The pH level of a solution is an indicator of its acidity or alkalinity. It is calculated using the concentration of hydroxide ions in a basic solution or hydrogen ions in an acidic solution. The fundamental equation relating to pH and pOH is:

• \(\mathrm{pH} + \mathrm{pOH} = 14\)

This makes it possible to calculate the pH if the pOH is known and vice versa. For acidic solutions, pH is calculated directly from hydrogen ion concentration:

• \(\mathrm{pH} = -\log [\mathrm{H}^+]\)

For basic solutions resulting from the dissociation of barium hydroxide, we first calculate the pOH:

• \(\mathrm{pOH} = -\log [\mathrm{OH}^-]\)
• Then, \(\mathrm{pH} = 14 - \mathrm{pOH}\)

By adding different amounts of HCl to the existing base, the hydroxide ions get neutralized. The remaining concentration of ions, after accounting for the limiting reactant, is used to find the resulting pH.

Limiting Reactant

In a chemical reaction, the limiting reactant is the substance that is entirely consumed first, limiting the amount of product that can be formed.
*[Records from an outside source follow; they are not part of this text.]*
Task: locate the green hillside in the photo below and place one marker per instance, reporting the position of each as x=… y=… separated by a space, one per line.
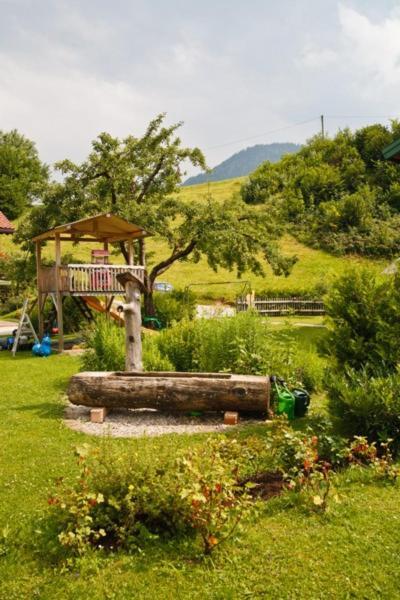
x=314 y=266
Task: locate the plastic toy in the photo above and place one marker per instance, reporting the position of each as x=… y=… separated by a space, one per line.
x=44 y=348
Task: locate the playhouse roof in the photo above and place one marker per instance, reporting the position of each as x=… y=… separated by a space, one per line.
x=5 y=225
x=105 y=228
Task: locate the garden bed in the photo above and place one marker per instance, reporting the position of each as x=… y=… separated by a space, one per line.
x=127 y=423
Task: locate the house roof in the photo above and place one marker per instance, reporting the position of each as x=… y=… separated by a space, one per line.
x=105 y=227
x=392 y=152
x=5 y=225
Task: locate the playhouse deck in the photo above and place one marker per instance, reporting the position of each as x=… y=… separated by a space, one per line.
x=86 y=279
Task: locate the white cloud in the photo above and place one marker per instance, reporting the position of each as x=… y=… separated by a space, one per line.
x=316 y=57
x=372 y=49
x=67 y=110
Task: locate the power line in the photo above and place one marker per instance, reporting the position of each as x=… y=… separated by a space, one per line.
x=361 y=116
x=263 y=134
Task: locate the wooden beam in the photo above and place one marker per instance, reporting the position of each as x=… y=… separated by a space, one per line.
x=38 y=249
x=60 y=320
x=130 y=253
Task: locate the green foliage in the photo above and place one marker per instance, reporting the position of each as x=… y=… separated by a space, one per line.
x=118 y=502
x=105 y=349
x=22 y=176
x=369 y=405
x=153 y=359
x=363 y=321
x=339 y=194
x=174 y=306
x=105 y=343
x=363 y=342
x=240 y=344
x=40 y=448
x=138 y=179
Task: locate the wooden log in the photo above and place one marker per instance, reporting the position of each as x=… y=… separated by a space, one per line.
x=172 y=392
x=133 y=321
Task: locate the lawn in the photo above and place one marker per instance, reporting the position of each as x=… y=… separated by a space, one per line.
x=314 y=267
x=351 y=552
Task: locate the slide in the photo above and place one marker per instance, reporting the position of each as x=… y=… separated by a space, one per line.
x=95 y=304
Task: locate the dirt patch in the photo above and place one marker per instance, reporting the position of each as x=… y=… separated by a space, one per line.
x=144 y=422
x=266 y=485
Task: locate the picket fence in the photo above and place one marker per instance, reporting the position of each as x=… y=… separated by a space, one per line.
x=280 y=306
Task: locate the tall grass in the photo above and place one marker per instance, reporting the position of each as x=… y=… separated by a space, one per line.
x=105 y=349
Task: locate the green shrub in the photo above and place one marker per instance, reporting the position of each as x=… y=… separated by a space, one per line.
x=369 y=405
x=105 y=349
x=153 y=360
x=241 y=344
x=119 y=501
x=174 y=306
x=363 y=318
x=105 y=346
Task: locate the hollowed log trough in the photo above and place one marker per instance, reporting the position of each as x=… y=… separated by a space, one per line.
x=171 y=391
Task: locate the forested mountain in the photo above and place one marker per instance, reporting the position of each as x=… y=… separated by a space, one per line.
x=245 y=161
x=338 y=194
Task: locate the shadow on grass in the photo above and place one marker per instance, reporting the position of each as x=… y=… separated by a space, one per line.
x=44 y=410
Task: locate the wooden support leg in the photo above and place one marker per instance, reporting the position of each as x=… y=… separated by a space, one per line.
x=97 y=415
x=60 y=323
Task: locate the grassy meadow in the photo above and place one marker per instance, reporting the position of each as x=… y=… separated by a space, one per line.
x=314 y=267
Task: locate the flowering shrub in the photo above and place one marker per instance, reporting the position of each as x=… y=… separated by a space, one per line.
x=117 y=502
x=209 y=484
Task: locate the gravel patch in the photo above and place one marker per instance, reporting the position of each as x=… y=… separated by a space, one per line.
x=143 y=422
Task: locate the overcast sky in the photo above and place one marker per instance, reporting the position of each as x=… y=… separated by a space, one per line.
x=233 y=71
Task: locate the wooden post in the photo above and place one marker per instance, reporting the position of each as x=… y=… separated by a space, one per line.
x=60 y=322
x=133 y=321
x=39 y=287
x=130 y=253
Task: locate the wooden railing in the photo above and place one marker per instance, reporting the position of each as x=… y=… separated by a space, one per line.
x=47 y=276
x=81 y=280
x=280 y=306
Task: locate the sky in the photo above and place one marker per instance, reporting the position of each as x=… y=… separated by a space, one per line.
x=236 y=73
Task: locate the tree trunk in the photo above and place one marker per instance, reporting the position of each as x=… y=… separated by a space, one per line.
x=169 y=391
x=149 y=307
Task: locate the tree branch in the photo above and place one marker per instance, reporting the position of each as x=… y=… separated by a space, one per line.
x=165 y=264
x=150 y=180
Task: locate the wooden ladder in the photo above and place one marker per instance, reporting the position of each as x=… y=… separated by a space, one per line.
x=24 y=327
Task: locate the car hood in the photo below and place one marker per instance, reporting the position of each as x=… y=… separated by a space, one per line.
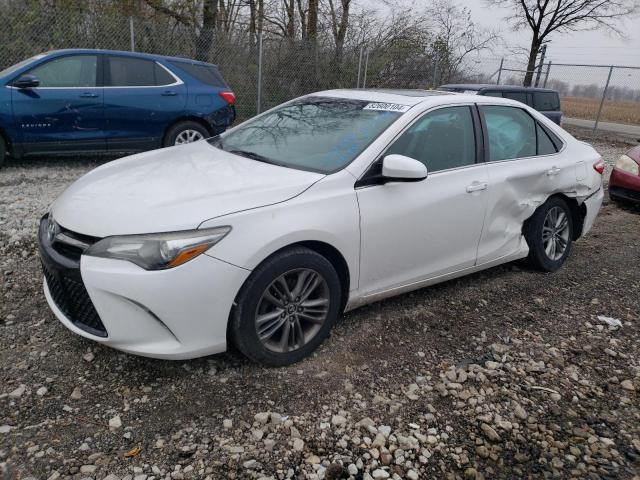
x=173 y=189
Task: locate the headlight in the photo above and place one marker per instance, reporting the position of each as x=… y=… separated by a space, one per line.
x=627 y=164
x=158 y=251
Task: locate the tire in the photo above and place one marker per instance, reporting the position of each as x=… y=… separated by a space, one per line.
x=253 y=302
x=3 y=152
x=550 y=246
x=184 y=130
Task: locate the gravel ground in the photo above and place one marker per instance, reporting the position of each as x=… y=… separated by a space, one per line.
x=507 y=373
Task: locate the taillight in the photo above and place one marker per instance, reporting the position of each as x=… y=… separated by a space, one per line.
x=228 y=97
x=599 y=166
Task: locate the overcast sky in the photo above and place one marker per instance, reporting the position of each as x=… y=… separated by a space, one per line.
x=594 y=47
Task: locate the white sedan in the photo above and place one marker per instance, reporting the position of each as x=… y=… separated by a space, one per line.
x=264 y=235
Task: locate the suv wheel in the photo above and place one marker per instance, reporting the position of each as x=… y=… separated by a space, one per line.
x=550 y=235
x=286 y=308
x=185 y=132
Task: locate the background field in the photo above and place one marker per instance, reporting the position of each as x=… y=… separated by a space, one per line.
x=613 y=111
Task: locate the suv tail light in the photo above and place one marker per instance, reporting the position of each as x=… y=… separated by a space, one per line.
x=228 y=97
x=598 y=166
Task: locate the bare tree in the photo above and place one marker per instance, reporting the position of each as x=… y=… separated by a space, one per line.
x=545 y=17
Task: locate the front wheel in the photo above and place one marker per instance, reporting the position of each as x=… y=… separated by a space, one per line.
x=550 y=235
x=185 y=132
x=286 y=308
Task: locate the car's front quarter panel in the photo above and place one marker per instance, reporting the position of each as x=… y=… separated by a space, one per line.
x=326 y=212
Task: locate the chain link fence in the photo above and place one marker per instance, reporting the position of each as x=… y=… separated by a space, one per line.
x=599 y=93
x=265 y=70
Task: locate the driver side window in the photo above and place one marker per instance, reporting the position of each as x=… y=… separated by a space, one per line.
x=442 y=139
x=511 y=132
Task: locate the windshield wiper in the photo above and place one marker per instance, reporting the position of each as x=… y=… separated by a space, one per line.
x=253 y=156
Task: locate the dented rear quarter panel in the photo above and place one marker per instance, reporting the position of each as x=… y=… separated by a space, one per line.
x=518 y=187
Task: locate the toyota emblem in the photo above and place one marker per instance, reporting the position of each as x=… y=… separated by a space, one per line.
x=52 y=230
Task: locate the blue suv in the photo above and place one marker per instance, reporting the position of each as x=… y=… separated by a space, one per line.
x=90 y=101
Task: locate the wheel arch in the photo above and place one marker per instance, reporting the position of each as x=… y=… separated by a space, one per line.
x=328 y=251
x=187 y=118
x=578 y=214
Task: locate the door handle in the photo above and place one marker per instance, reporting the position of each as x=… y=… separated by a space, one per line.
x=476 y=187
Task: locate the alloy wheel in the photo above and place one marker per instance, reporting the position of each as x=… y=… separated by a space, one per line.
x=555 y=233
x=292 y=310
x=188 y=136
Identifying the limiting reactant is crucial for stoichiometric calculations, such as determining pH in a titration.
For this titration exercise, we leverage the balanced equation:

• \(\mathrm{Ba(OH)_2 + 2HCl \rightarrow BaCl_2 + 2H_2O}\)
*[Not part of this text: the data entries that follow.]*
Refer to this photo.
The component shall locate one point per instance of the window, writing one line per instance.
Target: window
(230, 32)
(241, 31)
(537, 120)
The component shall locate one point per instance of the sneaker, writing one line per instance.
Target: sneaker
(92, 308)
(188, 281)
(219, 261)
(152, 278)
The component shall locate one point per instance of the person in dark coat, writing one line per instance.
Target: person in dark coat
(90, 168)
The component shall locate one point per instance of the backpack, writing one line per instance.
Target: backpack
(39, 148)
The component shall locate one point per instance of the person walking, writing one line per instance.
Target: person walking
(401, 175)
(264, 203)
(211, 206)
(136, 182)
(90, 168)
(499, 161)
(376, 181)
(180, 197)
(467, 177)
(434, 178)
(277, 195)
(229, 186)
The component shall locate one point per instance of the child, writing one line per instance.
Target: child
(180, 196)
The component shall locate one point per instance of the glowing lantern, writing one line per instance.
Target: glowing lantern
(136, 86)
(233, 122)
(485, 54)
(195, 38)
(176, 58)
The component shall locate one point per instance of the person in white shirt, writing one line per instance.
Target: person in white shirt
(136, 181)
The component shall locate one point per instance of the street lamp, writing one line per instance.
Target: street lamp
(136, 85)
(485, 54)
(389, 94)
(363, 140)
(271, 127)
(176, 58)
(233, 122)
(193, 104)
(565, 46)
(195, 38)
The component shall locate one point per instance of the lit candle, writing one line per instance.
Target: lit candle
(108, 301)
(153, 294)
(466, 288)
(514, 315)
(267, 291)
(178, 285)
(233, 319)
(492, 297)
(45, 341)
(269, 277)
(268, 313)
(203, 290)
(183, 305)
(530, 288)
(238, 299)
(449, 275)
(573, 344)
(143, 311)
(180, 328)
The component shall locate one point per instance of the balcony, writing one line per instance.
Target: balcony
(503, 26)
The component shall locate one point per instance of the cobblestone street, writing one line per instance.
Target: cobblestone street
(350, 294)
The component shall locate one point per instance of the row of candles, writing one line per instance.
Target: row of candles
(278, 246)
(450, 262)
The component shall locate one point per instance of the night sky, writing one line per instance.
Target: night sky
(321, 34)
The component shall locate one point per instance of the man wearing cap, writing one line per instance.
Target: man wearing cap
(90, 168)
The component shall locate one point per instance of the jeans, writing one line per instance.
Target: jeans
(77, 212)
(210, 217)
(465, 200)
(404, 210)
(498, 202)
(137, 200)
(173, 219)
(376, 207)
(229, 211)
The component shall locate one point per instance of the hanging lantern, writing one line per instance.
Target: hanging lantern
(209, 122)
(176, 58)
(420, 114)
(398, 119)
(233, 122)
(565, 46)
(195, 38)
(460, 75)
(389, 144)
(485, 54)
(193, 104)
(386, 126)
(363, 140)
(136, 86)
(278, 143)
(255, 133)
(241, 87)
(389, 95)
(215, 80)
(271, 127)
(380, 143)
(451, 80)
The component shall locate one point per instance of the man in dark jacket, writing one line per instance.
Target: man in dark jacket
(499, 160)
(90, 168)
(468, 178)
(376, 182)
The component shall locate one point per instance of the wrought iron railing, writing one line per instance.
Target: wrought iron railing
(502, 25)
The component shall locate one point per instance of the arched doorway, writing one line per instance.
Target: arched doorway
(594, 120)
This tells us that one mole of barium hydroxide requires two moles of hydrochloric acid to reach full neutralization. Thus, the moles of HCl provided must be compared to twice the amount of Ba(OH)₂ present.
When performing the titration:

• If \(\mathrm{2 \times [Ba(OH)_2]}\) is greater than \([HCl]\), the barium hydroxide is in excess.
• Otherwise, HCl becomes the limiting reactant.

Each scenario affects the concentration of ions left in solution, which is directly used to compute the pH, informing us whether the solution remains basic, becomes neutral, or turns slightly acidic.